Another improvement is to open two NNTP channels to your favorite server. On
one, you do your NEWNEWS, and the other is used to fetch articles as soon as
their IDs come in over the first channel.
This is necessary on some low-speed Internet links like ours (which frequently
makes nntpd time out, drops connections, and other fun stuff) and basically
enabled us to get 24 hours of Usenet traffic in 14 hours instead of 30.

I'd like to convert this to a somewhat better C programming style before
letting the rest of the world see it, though...

-- 
Matthias Urlichs

zeeff@b-tech.ann-arbor.mi.us (Jon Zeeff) (03/19/90)

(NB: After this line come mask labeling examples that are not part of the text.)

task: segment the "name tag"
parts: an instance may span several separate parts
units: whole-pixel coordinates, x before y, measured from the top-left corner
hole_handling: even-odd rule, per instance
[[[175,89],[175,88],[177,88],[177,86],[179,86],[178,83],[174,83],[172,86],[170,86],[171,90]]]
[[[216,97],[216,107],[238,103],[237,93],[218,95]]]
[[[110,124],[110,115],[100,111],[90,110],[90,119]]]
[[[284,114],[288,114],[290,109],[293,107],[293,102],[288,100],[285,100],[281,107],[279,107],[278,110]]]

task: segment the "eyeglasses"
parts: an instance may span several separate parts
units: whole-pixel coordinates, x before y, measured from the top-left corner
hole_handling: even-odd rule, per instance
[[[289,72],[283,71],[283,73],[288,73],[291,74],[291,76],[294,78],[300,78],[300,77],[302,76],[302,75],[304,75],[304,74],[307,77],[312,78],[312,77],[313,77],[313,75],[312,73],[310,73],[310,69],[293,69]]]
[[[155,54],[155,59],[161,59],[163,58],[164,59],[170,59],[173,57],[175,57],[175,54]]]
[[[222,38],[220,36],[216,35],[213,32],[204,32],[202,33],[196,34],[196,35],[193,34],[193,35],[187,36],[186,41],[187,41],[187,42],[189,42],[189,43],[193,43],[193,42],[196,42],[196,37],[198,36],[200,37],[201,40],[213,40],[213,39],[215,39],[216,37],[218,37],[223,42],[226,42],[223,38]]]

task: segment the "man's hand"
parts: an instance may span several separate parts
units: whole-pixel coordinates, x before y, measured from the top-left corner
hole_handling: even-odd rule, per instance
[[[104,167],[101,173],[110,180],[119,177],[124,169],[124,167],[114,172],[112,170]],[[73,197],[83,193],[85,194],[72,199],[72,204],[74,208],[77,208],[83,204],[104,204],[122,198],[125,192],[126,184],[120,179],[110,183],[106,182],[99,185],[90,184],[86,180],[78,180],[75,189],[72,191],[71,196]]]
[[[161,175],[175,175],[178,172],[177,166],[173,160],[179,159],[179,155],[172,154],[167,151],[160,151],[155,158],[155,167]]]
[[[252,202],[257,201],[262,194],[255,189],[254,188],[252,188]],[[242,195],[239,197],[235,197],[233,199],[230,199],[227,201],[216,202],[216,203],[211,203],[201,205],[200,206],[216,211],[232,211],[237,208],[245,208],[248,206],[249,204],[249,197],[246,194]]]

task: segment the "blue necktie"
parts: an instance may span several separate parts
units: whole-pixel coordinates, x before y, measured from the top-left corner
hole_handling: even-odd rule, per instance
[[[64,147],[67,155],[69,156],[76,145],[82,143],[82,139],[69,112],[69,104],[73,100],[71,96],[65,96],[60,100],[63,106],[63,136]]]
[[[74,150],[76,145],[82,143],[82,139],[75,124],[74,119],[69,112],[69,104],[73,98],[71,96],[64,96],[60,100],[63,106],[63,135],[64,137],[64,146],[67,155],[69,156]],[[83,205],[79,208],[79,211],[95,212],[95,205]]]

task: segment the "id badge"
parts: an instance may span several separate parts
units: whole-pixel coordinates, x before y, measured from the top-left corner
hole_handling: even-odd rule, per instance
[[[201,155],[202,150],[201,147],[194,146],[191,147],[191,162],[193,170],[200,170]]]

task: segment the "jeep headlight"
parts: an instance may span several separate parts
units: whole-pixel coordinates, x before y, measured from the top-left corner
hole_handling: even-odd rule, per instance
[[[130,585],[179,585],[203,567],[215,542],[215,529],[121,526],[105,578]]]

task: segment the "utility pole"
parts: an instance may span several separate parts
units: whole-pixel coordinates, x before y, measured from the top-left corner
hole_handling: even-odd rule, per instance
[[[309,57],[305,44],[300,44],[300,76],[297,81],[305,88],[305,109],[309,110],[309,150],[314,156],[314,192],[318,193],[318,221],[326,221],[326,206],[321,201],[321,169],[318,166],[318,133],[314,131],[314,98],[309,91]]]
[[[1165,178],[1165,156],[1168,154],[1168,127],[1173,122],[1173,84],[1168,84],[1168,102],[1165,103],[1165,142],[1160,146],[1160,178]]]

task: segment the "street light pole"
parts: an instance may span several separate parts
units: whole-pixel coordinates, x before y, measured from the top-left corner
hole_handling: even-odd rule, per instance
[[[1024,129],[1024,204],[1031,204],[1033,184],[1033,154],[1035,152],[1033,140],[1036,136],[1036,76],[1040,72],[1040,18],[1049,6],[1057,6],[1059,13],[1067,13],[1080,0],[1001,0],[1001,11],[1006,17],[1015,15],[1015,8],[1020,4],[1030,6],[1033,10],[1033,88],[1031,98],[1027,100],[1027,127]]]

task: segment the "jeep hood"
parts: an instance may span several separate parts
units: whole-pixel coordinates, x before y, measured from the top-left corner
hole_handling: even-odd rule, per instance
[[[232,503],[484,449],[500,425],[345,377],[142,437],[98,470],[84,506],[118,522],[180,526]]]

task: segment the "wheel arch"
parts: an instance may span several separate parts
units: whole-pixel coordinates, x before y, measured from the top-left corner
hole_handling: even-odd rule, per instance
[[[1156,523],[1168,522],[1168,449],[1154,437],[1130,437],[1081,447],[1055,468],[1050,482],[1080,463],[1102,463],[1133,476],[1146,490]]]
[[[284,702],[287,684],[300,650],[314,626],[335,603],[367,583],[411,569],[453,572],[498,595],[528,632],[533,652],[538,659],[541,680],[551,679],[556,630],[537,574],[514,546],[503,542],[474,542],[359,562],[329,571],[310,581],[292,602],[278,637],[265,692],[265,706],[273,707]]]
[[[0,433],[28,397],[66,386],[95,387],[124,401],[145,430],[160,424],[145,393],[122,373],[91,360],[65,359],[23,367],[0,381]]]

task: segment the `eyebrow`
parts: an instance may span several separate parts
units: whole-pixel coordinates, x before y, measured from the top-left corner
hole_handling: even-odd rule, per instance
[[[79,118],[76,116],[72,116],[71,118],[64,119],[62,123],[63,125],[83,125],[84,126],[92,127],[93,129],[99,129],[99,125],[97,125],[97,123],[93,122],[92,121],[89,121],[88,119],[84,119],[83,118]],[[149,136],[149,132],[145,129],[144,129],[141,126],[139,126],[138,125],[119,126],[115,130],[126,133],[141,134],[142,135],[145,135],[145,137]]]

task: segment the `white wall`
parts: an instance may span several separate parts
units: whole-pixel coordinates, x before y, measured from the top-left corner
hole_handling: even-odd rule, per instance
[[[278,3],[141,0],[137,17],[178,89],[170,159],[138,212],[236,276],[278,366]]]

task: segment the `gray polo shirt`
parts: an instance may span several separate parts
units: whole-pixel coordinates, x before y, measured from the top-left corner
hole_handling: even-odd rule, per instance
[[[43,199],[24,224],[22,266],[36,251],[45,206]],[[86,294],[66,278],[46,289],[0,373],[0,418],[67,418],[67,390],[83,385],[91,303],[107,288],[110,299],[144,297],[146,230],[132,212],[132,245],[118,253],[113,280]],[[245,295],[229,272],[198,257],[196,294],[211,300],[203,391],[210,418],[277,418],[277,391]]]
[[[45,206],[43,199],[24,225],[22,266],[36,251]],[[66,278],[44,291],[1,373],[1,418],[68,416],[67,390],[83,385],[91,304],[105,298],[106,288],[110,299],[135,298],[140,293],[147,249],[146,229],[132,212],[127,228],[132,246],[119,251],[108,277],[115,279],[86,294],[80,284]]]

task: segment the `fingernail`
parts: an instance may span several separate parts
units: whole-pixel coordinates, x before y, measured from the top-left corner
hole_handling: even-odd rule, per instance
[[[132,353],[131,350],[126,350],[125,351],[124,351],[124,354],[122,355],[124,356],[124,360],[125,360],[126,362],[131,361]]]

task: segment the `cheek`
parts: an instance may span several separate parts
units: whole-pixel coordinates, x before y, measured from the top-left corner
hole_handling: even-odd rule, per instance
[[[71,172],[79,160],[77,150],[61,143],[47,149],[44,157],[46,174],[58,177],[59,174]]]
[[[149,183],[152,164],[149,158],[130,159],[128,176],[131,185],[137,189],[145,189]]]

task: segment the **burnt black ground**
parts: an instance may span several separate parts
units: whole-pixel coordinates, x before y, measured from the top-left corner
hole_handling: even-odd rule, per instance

>< I wanted to use nntpxfer, so I made some improvements - basically more 
>< efficient reads and batching of articles into memory and then popening 
>< rnews when the buffer gets full.  Let me know if you want to beta test 
>< a copy.  
>< 
>I decided to go the simpler route and, instead of popen()ing inews, just
>create a temporary file and rename it to "/usr/spool/news/xfer.%d.%d",
>getpid(), counter++ (and let the next rnews -U deal with it).

This does seem slightly simpler, but I'd be concerned about how often
rnews -U gets run.  You want to keep the delays to a minimum.  Also, some
systems (like this one), don't have an rnews -U or anything equivalent.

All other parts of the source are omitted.